Emily Gallagher (with sign) and Mikki Halpin (with photo) are protesting the city’s proposal to sell the naming rights to Greenpoint’s McCarren Pool in order to protect the legacy of turn-of-the-20th-century state Sen. Patrick Henry McCarren, the legend.
The Brooklyn Paper / Ben Muessig

A proposal to sell the naming rights of the someday-to-reopen McCarren Park Pool has put a long-deceased state Senator in the fight of his afterlife.

In an effort to bolster its dwindling general fund, the city is considering charging a cool $3 million to rename the pool — potentially snubbing late 19th- and early 20th-century state Sen. Patrick Henry McCarren (D-Greenpoint), whose works may be long-forgotten, but whose name has become synonymous with good times and the now-defunct rock and roll pool parties.

As such, North Brooklynites are rallying to keep make sure that the McCarren Pool doesn’t become the McDonald’s Pool.

“This is not a rootless community that just sprang up,” said Williamsburg resident Mikki Halpin, whose organization Pool Aid launched a petition drive online that already has 165 signatures, plus collected hundreds more on the street. “We have a history, and we are seeing it just torn down before our eyes everyday.”

Opponents of the plan — which was first reported in our older sister publication, the New York Post — claim that removing McCarren’s name from the pool would be an attack on Greenpoint’s past.

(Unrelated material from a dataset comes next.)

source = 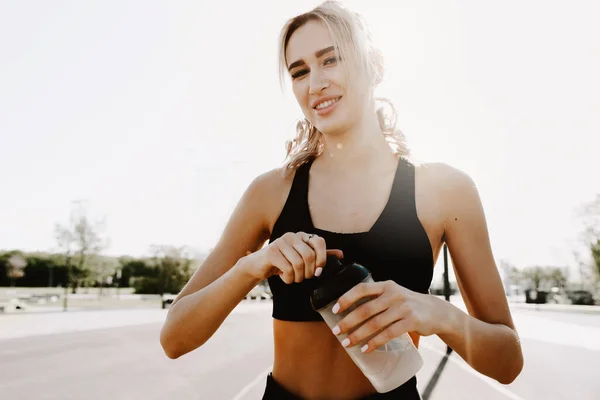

“He is an important guy, he is a benefactor to this community, and he deserves to have his name on the institutions he worked to create,” she said.

McCarren — who passed away in 1909 — might be best remembered for the park that bears his name, but during his time in Albany from he also lobbied for the construction of the Williamsburg Bridge.

Opponents often criticized McCarren for being in the pockets of big oil and big sugar — major Williamsburg and Greenpoint industries at the time — but he was celebrated by Brooklynites and Tammany pols for winning Democratic votes in the historic elections of 1903, for which he was praised by then Mayor-elect George McClellan as a man of “untiring efforts and unswerving Democracy.”

So far, the city has not decided definitively whether or not it will sell the pool’s naming rights, and a request for proposals has not yet been issued, according to Parks spokesman Phil Abramson.

This isn’t the first time a legendary Brooklynite has had his name erased from a city park.

Former Borough President J.J. Byrne had his name stripped from a Park Slope greenspace last year in favor often-defeated Revolutionary War General George Washington.